第157話 【エルドの頼み・2】


 それから俺のステータスの確認を終えた後、予定通りに訓練を始めた。

 そうして一日過ごした俺は、いつもの様に就寝前のクラリスとの勉強をしていた。


「兄さん、明日からまた居なくなるの?」


「うん。今回は冒険者活動じゃなくて、エルドさんの頼みでちょっと出る予定だね」


「エルドさんの頼み? 兄さんずっと、仕事が欲しいって言ってたけど遂に貰えたんだね。良かったね兄さん」


 クラリスにはずっとエルドさんから仕事が貰えない事を愚痴を言っていた為、遂に仕事を貰えた事にそう言ってくれた。

 そして俺はそんなクラリスに、どんな頼みをされたのか伝えた。


「荷物の配達。確かに兄さんの従えてる従魔だったら、そんな距離なら直ぐだよね。人が居ない所なら、ワイバーンに乗ったらもっと早そうだし」


「そうだね。一応、街の近くを通らずに人気が無い所に移動したら、クロに乗って移動しようかなとは思ってる。フェルガも早いには早いんだけど、やっぱり空を飛べるクロの方が道を気にせずに一直線に目的地に迎えるから良いんだよね」


「私も空を飛べる魔物を従えたりしたいけど、それには兄さんみたいに【従魔】スキルが必要になるもんね」


「まあ、それもそうだけど後は従える魔物の能力や性格も大事だね。フェルガもクロも魔物の中では知能が高いし、落ち着いた性格をしてるから苦労する事が無いからね」


 食って寝ての生活が好きな二匹だが、それ以外は特に問題も無い。

 それに俺の場合は、スキルを獲得して直ぐにスキルレベルが10になって異空間に入れておく事が出来る為、場所の確保も完璧だ。


「もしクラリスが絶対に従魔がほしいって思ってるなら、いつでも協力するよ。従魔スキルの習得方法は既に知られてるから、俺と一緒に訓練してればスキルは獲得できると思う」


「う~ん……まだ良いかな、今は仕事に集中したいから新しい事はしないでおくね。でも、もし欲しいなって思った時は兄さんに協力してもらうね」


「うん。いつでも待ってるよ」


 その後、勉強を終えたクラリスを部屋の外まで見送った俺は、寝室に入りベッドに横になって眠りについた。

 そして翌日、朝食を済ませた俺はエルドさんの部屋に向かった。


「おはよう。アルフ」


「おはようございます」


 部屋に入ると、既にエルドさんが待っていて俺は部屋の中に入った。

 部屋に入った俺は、そのままエルドさんから荷物が入った【異空間収納バッグ】を渡された。


「その中に既に配達する物資が入ってるから、それをそのまま向こうに居る責任者の者に渡して欲しい」


「わかりました」


 エルドさんからバッグを渡された俺は、それからエルドさんと共に部屋を出た。

 そして商会の外に出ると、そこには師匠達が俺が出て来るのを待っていた。


「えっ、今日は師匠達はお休みじゃないんですか?」


「弟子が旅に出るのに、見送りに来ない師匠は居ないだろ?」


「そうそう。

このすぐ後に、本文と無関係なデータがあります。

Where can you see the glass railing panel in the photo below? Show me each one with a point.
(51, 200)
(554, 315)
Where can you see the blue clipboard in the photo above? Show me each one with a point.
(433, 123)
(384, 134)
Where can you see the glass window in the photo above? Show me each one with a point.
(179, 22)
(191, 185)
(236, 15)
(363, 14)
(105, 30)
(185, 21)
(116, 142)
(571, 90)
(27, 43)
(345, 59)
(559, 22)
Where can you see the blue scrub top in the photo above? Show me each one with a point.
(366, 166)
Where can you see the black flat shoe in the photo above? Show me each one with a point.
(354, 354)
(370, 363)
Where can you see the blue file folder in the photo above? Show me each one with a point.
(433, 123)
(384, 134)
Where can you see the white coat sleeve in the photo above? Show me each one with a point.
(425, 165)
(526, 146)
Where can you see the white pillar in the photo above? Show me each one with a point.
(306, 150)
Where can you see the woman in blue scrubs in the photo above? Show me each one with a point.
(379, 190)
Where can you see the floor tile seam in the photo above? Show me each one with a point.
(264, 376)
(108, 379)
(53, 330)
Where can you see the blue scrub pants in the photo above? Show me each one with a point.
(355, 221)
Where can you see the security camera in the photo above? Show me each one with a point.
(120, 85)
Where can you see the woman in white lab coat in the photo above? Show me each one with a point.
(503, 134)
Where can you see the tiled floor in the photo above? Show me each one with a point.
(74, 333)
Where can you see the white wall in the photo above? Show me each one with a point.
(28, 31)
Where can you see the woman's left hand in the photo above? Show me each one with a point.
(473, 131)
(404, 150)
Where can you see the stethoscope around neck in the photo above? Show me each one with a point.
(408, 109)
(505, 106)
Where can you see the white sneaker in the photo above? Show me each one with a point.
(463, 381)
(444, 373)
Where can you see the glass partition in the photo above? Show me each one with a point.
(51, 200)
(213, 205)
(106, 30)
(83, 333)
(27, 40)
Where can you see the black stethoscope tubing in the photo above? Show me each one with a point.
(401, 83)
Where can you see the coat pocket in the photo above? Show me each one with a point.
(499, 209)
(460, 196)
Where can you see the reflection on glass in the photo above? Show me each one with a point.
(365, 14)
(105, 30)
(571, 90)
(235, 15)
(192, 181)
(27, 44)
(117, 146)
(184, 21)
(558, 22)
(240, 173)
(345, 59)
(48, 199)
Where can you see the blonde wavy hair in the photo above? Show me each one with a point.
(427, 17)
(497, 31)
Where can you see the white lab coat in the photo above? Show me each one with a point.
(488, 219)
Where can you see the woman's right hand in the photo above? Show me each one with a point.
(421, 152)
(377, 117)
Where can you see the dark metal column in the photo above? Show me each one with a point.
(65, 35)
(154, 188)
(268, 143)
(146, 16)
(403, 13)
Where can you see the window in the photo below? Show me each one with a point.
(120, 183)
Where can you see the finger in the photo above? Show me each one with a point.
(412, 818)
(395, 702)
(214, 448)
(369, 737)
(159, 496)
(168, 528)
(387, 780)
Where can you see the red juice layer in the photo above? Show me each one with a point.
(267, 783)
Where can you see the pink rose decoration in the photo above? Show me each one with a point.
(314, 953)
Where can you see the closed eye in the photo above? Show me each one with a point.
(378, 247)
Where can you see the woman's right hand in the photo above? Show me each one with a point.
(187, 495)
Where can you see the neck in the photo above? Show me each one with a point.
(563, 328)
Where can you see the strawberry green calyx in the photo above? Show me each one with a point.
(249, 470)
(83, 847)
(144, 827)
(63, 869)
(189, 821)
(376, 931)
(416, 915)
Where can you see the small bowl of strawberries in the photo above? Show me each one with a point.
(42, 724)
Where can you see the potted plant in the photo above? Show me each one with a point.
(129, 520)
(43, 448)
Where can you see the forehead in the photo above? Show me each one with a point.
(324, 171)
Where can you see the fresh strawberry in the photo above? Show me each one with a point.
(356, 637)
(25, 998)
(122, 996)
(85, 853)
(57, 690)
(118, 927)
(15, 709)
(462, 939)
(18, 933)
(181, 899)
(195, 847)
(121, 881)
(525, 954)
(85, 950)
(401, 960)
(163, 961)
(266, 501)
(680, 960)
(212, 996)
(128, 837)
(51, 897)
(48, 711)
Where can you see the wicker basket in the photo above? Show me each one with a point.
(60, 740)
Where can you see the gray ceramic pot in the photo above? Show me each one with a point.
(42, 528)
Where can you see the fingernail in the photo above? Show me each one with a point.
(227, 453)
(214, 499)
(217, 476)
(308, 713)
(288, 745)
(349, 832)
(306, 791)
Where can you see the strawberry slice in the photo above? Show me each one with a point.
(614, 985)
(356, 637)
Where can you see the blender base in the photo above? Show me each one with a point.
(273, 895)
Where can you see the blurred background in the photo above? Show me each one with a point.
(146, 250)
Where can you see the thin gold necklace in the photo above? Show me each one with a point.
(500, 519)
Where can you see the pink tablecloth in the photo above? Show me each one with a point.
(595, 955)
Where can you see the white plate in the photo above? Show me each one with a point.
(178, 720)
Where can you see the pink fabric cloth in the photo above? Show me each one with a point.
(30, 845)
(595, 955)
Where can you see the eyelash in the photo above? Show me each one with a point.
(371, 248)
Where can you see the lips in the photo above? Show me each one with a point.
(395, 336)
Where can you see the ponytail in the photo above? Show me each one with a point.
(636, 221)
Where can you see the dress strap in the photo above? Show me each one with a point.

直ぐに戻って来るとは言え、アルフ君がはじめて一人で王都から出るんだから見送りはしようって皆で話し合ったのよ」


「アルフ君に驚いてもらう為に秘密にしてたんだよ」


 師匠達からそう言われた俺は、嬉しさが込み上がって来て「ありがとうございます」と大きな声でお礼を口にした。


「本当にお主等はアルフの事が好きだな」


「初めての弟子ですからね。それにアルフの事が好きなのは、ルクリア商会ではエルドさんが一番だと思いますよ? 俺達に仕事を頼む時は、部屋で見送るだけなのにここまで見送りに来てますし」


 エルドさんの言葉に師匠はそう返すと、エルドさんは「確かに、そうだな!」と笑顔を浮かべてそう言った。

 それから俺は、エルドさんと師匠達に見送られながら商会を出発した。